The light that colors my bedroom at 7:30 on a Saturday morning in October is grey-blue. Everything looks filtered, hazy, slate-tinted, reflected by the dusty aquamarine headboard, the faded cerulean and rose print quilt. I have a new lamp on the bedside table, with a smooth, white, bulbous base, and a bright white shade that almost seems to glow in this light, despite being turned off. The white paper butterfly mobile in the corner is tangled from months of the A/C’s steady blast, and the bookshelf is overrun with books, piles stacked double.

I am the sort of person who would be content to spend nearly all my time in bed. I’d make a lovely invalid. It annoys my mother, who once told me over the phone to get out of the apartment before I became just like John and Yoko.
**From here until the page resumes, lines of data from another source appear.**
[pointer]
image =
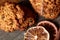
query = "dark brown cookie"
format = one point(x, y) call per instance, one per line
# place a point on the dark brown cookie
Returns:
point(46, 8)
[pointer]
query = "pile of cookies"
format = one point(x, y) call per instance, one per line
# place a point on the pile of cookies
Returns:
point(45, 30)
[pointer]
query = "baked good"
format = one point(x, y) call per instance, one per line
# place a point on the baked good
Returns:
point(46, 8)
point(28, 19)
point(36, 33)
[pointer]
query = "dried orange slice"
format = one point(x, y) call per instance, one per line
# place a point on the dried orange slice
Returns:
point(36, 33)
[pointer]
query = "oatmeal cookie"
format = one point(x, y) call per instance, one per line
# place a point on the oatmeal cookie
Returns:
point(8, 20)
point(46, 8)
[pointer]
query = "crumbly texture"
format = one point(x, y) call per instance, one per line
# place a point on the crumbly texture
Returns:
point(46, 8)
point(36, 33)
point(7, 18)
point(14, 17)
point(28, 20)
point(49, 25)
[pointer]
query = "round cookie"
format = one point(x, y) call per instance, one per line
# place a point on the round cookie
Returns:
point(36, 33)
point(46, 8)
point(50, 27)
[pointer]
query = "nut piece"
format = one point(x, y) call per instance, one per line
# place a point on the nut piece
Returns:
point(46, 8)
point(36, 33)
point(50, 27)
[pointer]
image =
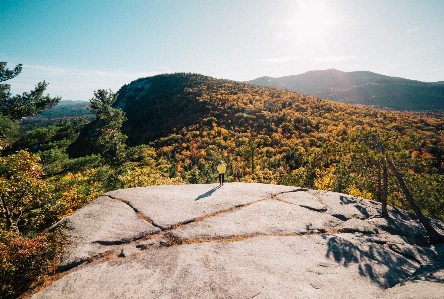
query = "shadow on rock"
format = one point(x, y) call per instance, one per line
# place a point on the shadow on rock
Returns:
point(380, 264)
point(208, 193)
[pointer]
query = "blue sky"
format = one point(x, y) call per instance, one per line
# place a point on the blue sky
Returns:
point(79, 46)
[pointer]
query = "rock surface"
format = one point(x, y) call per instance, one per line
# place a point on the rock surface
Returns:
point(244, 241)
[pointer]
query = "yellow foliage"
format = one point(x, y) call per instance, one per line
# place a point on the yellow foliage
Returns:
point(145, 176)
point(354, 191)
point(325, 180)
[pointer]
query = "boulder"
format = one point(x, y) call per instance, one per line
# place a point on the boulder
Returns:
point(243, 241)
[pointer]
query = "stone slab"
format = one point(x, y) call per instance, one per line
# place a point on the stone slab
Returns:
point(170, 205)
point(263, 267)
point(267, 217)
point(103, 221)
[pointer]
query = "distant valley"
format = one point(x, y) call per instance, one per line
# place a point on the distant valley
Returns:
point(365, 88)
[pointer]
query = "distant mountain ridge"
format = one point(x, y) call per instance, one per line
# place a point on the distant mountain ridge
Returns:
point(364, 88)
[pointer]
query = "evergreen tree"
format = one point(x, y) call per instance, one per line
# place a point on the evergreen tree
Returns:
point(108, 138)
point(14, 108)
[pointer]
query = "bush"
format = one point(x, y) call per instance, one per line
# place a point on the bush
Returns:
point(25, 261)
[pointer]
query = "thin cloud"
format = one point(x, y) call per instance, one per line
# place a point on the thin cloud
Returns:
point(278, 59)
point(413, 30)
point(324, 59)
point(74, 84)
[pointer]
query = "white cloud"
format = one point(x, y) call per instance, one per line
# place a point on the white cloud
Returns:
point(278, 59)
point(413, 30)
point(73, 84)
point(329, 59)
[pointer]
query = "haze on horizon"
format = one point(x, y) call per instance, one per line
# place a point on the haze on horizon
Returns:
point(81, 46)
I just laughed and enjoyed the comparison of my laziness to a peaceful protest. I like the idea of being a shut in, letting my hair grow long and uneven, drinking tea and reading books and admiring the grey light every morning. 

I love the high ceilings in this place but I don’t love the way everything always seems to be breaking. The radiator in the kitchen hisses and spits. I didn’t grow up with radiators and I don’t know if this is alright. Very old apartments are never really clean. There is always dirt on the windowsills and in the corners. The dirt becomes a part of the structure of the place. The walls always need repainting. My apartment is charming but not beautiful. There is mold under the grout around the tub and a spidery crack in the kitchen ceiling. The stove always seems to be filthy, though I rarely use it. 

Outside, the clatter of recycled bottles on the sidewalk. Last night was the first really cold night of fall and I wore a pair of heavy knit tights to bed. My only goal for today is to make a list of all the things I need and want, order it by priority, and then figure out what I can afford, although I know the answer is almost none of it. I worry myself back to sleep, dream of renter’s insurance and eye exams. It’s interminable - this needing and saving and brooding over money. I feel younger than I am and continually surprised by how difficult it is to take care of myself. I am just poor enough to appreciate the luxuries of croissants for a dollar on the street corner before work, apple cider warmed up in the microwave, and grey-blue Saturday mornings in bed with a whole day ahead to to try, again, to sort out this life.